Description
1. (10 points) Section A (Theoretical)
(a) Consider the forward pass of a convolutional layer in a neural network architecture,
where the input is an image of dimensions M × N (where min(M, N) ≥ 1) with P
channels (P ≥ 1) and a single kernel of size K × K (1 ≤ K ≤ min(M, N)).
(a) (1 point) Given a stride of 1 and no padding, determine the dimensions of the
resulting feature map.
(b) (1 point) Compute the number of elementary operations (multiplications and
additions) required to compute a single output pixel in the resulting feature
map.
(c) (3 points) Now, consider the scenario where there are Q kernels (Q ≥ 1) of
size K × K. Derive the computational time complexity of the forward pass for
the entire image in Big-O notation as a function of the relevant dimensions.
Additionally, provide another Big-O notation assuming min(M, N) ≫ K.
(b) (5 points) Explain the Assignment Step and Update Step in the K-Means algorithm.
Discuss any one method that helps in determining the optimal number of clusters.
Can we randomly assign cluster centroids and arrive at global minima?
2. (15 points) Section B (Scratch Implementation)
You are tasked with implementing the KMeans clustering algorithm from scratch using
Python. Use the Euclidean distance as the distance function where k is chosen as 2. The
initial centroids for the 2 clusters are given as:
u1 = (3.0, 3.0)
u2 = (2.0, 2.0)
The matrix X consists of the following data points:
X =
5.1 3.5
4.9 3.0
5.8 2.7
6.0 3.0
6.7 3.1
4.5 2.3
6.1 2.8
5.2 3.2
5.5 2.6
5.0 2.0
8.0 0.5
7.5 0.8
8.1 −0.1
2.5 3.5
1.0 3.0
4.5 −1.0
3.0 −0.5
5.1 −0.2
6.0 −1.5
3.5 −0.1
4.0 0.0
6.1 0.5
5.4 −0.5
5.3 0.3
5.8 0.6
Page 2
(a) Implement the k-means clustering algorithm from scratch. Ensure that your implementation includes:
(a) (1 point) Initialization: Use the given centroids as starting points.
(b) (2 points) Assignment: Assign each data point to the nearest centroid based
on the Euclidean distance.
(c) (2 points) Update: Recalculate the centroids after each assignment by computing the mean of all points assigned to each centroid.
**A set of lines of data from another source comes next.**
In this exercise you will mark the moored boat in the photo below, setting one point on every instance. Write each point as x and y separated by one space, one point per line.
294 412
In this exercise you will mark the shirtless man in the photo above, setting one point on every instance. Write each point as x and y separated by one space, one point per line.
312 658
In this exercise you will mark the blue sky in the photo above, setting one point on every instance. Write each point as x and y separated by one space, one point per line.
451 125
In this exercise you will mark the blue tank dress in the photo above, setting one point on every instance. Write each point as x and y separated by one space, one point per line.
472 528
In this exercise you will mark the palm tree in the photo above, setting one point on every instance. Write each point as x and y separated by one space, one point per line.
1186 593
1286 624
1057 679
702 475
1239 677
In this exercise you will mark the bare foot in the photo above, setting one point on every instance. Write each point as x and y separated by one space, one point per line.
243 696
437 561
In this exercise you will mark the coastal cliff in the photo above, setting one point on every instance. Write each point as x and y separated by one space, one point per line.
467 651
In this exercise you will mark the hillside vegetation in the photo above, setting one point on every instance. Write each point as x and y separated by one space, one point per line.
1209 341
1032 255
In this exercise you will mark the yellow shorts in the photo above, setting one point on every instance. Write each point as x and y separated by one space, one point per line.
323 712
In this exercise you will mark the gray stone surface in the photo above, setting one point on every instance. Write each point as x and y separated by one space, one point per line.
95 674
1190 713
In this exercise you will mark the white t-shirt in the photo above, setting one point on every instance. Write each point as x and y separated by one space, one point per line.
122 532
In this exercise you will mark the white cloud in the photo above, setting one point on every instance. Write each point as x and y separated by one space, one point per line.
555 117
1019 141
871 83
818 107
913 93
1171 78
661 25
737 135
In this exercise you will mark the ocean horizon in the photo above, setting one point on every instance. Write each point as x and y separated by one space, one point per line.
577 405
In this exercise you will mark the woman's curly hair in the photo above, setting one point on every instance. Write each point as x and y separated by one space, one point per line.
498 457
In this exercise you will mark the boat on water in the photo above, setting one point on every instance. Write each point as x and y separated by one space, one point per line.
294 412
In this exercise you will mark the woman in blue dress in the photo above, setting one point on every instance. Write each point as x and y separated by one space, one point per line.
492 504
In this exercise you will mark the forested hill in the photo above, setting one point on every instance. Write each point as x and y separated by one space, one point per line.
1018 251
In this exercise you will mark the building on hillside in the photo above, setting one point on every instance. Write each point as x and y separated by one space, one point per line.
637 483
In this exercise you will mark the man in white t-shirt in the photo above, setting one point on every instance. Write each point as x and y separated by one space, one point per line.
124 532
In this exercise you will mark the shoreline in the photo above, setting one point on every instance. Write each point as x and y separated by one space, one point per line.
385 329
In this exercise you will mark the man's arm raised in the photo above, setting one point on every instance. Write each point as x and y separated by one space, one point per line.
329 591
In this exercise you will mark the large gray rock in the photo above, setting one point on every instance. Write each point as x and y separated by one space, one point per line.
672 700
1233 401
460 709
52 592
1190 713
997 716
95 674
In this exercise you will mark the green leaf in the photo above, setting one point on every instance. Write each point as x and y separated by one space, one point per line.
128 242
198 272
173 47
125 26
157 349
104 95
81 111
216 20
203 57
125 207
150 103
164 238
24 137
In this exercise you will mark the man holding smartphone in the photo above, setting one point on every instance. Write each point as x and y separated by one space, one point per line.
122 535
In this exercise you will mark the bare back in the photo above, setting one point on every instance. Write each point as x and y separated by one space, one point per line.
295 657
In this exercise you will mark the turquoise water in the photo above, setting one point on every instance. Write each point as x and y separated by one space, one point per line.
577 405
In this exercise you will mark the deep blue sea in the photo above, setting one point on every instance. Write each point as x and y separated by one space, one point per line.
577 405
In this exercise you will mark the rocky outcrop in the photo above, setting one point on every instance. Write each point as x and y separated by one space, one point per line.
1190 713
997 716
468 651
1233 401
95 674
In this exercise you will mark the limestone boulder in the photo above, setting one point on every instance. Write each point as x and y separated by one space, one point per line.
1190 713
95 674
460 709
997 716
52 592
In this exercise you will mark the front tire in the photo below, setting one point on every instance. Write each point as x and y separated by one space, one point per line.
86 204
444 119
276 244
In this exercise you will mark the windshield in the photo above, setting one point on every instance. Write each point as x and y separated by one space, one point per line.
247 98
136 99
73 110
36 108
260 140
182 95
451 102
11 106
(d) (1 point) Convergence Check: Terminate the algorithm if centroids do not
significantly change between iterations or after a maximum of 100 iterations.
Use a convergence threshold of 1e-4.
(b) (2 points) Find the values of final centroids after the algorithm converges. Plot the
two clusters at the start of the process and at the end.
(c) (2 points) Compare the results using the provided initial centroids versus using
random initialization of centroids.
(d) (5 points) Determine the optimal number of clusters, M, using the Elbow method.
Plot the Within-Cluster Sum of Squares (WCSS) against different values of k to
find the elbow point. Randomly initialize M centroids, perform clustering and plot
the resulting clusters
OR
3. (15 points) Section C (Algorithm implementation using packages) For this question, you are expected to work with the CIFAR-10 dataset. The CIFAR-10 dataset
consists of 60,000 32×32 RGB images of 10 classes, with 6,000 images per class. You are
expected to work with 3 classes from the available classes as per your choice. Hence, you
should have roughly 18,000 images in your training curated dataset, with 15,000 images
in the train and 3,000 in the test dataset, respectively. (Note: No additional marks will
be provided for working with more classes than required.)
1. (3 points) Data Preparation: Use PyTorch to load the CIFAR-10 dataset, perform a
stratified random split in the ratio of 0.8:0.2 for the training and validation datasets.
Here, the 15,000 images from the training dataset are split into train-val via 0.8:0.2
split, and 3,000 images (1,000 per class) are retained as the testing data from the
original test dataset of CIFAR-10. Create a custom Dataset class for the data and
create data loaders for all the dataset splits – train, val, and test.
2. (0.5 points) Visualization: Load the dataset and visualize 5 images of each class
from both the training and validation datasets.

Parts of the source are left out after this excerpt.